I understand that when you pass a variable by reference, the function receives a reference to the original variable, allowing it to modify the variable's value directly. However, I'm curious about how this concept applies to callable objects like lambda functions? which part of the code gets modified? And does this apply to other callable objects, like functors?
Thank you.
#include <iostream>
#include <array>
int main()
{
std::array<int, 5> data{ 1, 2, 3, 4, 5 };
auto func = [sum = 0](int value) mutable -> int
{
sum += value;
return sum;
};
std::for_each(data.begin(), data.end(), std::ref(func));
std::cout << func(3) << '\n';
}
Lambdas are just shorthand for classes with an overloaded operator().
That is, this:
auto func = [sum = 0](int value) mutable -> int
{
sum += value;
return sum;
}
is just shorthand for something like this:
class AnonymousLambdaClass
{
private:
int sum;
public:
AnonymousLambdaClass() : sum(0) {}
auto operator()(int value) -> int
{
sum += value;
return sum;
}
};
auto func = AnonymousLambdaClass();
Objects in the lambda's capture list are class members and the body of the lambda is an overloaded operator().

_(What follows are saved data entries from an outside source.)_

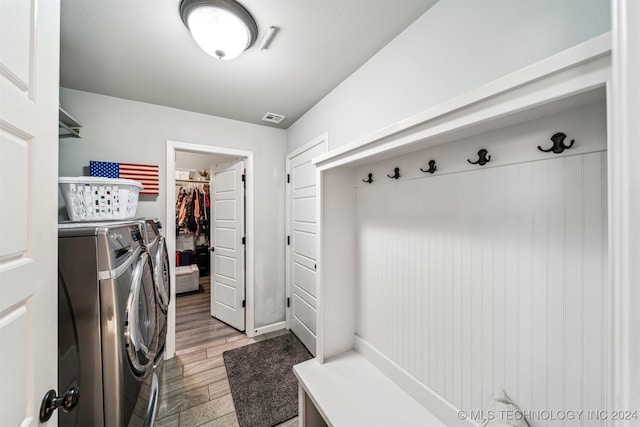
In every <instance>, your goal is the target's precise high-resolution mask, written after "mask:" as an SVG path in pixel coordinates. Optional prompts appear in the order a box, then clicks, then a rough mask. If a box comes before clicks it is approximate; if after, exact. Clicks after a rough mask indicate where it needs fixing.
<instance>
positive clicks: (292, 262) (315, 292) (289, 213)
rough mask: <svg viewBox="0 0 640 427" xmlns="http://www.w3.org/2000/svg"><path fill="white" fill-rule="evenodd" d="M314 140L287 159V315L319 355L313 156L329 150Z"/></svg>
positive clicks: (315, 196) (316, 260)
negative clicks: (287, 233) (316, 304)
mask: <svg viewBox="0 0 640 427" xmlns="http://www.w3.org/2000/svg"><path fill="white" fill-rule="evenodd" d="M325 146H326V138H320V139H318V140H314V141H312V142H311V143H309V144H308V145H306V146H304V147H303V148H302V149H301V150H299V151H298V152H294V153H292V155H290V156H288V158H287V171H288V187H287V194H288V196H287V205H288V206H287V211H288V213H289V232H288V236H287V244H288V251H287V284H288V289H289V291H288V295H287V306H288V310H287V318H288V323H289V329H291V331H293V333H294V334H295V335H296V336H297V337H298V338H299V339H300V341H302V343H303V344H304V345H305V346H306V347H307V349H308V350H309V351H310V352H311V354H313V355H314V356H315V354H316V299H317V292H316V291H317V289H316V269H317V264H316V263H317V256H316V233H317V228H316V200H317V199H316V168H315V166H314V165H313V164H312V163H311V159H313V158H314V157H317V156H319V155H320V154H322V153H324V152H325V151H326V149H325Z"/></svg>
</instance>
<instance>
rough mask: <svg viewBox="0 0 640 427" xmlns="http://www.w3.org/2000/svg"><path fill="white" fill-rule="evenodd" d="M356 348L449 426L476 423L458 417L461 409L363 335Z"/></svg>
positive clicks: (357, 350) (454, 425) (407, 392)
mask: <svg viewBox="0 0 640 427" xmlns="http://www.w3.org/2000/svg"><path fill="white" fill-rule="evenodd" d="M355 349H356V351H358V352H359V353H360V354H362V356H364V358H365V359H367V360H368V361H369V362H371V363H372V364H373V365H374V366H375V367H376V368H378V369H379V370H380V371H381V372H382V373H383V374H385V375H386V376H387V377H388V378H389V379H391V381H393V382H394V383H396V384H397V385H398V386H399V387H400V388H402V389H403V390H404V391H406V392H407V393H408V394H409V395H410V396H411V397H413V398H414V399H415V400H416V401H417V402H418V403H420V404H421V405H422V406H424V407H425V408H427V409H428V410H429V412H431V413H433V415H435V416H436V417H438V418H439V419H440V420H441V421H442V422H443V423H445V424H446V425H448V426H474V425H475V424H474V423H471V422H469V421H462V420H460V418H459V417H458V414H459V412H458V411H459V410H458V408H456V407H455V406H453V405H452V404H450V403H449V402H447V401H446V400H444V399H443V398H442V397H441V396H440V395H439V394H437V393H436V392H435V391H433V390H431V389H430V388H429V387H427V386H426V385H424V384H423V383H421V382H420V381H418V380H417V379H416V378H415V377H414V376H413V375H411V374H410V373H409V372H407V371H406V370H404V369H403V368H402V367H401V366H399V365H398V364H396V363H395V362H394V361H393V360H391V359H389V358H388V357H387V356H385V355H384V354H382V353H381V352H380V351H378V349H376V348H375V347H373V346H372V345H371V344H369V343H368V342H367V341H365V340H364V339H362V338H361V337H359V336H357V335H356V337H355Z"/></svg>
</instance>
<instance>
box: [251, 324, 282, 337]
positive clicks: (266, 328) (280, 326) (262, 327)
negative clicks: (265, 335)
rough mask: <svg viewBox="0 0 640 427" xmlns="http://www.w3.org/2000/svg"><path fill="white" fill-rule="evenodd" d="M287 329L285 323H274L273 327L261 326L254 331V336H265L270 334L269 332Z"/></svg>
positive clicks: (267, 326) (267, 325)
mask: <svg viewBox="0 0 640 427" xmlns="http://www.w3.org/2000/svg"><path fill="white" fill-rule="evenodd" d="M286 328H287V324H286V322H285V321H282V322H277V323H272V324H271V325H267V326H260V327H259V328H256V329H254V330H253V336H254V337H256V336H258V335H264V334H268V333H269V332H274V331H279V330H281V329H286Z"/></svg>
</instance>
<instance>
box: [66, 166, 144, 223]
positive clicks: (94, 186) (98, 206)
mask: <svg viewBox="0 0 640 427" xmlns="http://www.w3.org/2000/svg"><path fill="white" fill-rule="evenodd" d="M58 184H59V185H60V190H62V196H63V197H64V203H65V205H66V206H67V213H68V214H69V219H71V221H107V220H114V219H127V218H134V217H135V215H136V209H137V208H138V194H139V193H140V190H142V188H143V187H142V184H140V183H139V182H138V181H134V180H131V179H118V178H100V177H93V176H78V177H60V178H58Z"/></svg>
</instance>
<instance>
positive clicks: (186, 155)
mask: <svg viewBox="0 0 640 427" xmlns="http://www.w3.org/2000/svg"><path fill="white" fill-rule="evenodd" d="M233 158H234V157H229V156H218V155H213V154H198V153H188V152H186V151H176V169H190V170H194V169H197V170H199V171H202V170H206V171H208V170H209V169H210V168H211V166H212V165H217V164H220V163H224V162H228V161H229V160H231V159H233Z"/></svg>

std::ref is just a helper function that returns a std::reference_wrapper<T>. std::reference_wrapper is a pretty simple class template that looks something like this:
template <typename T>
class reference_wrapper
{
private:
T* ref_;
public:
reference_wrapper(T& r) : ref_(&r) {}
template <typename... Args>
auto operator()(Args&&... args) const
{
return (*ref_)(std::forward<Args>(args)...);
}
T& get() const { return *ref_; }
operator T&() const { return *ref_; }
};
Putting these together, std::ref(func) returns a std::reference_wrapper<AnonymousLambdaClass> that holds a pointer to func. When you call the resulting object you're calling the reference_wrapper's overloaded operator(), which in turn passes its arguments through to the operator() of the underlying AnonymousLambdaClass object which contains the body of the lambda that you wrote.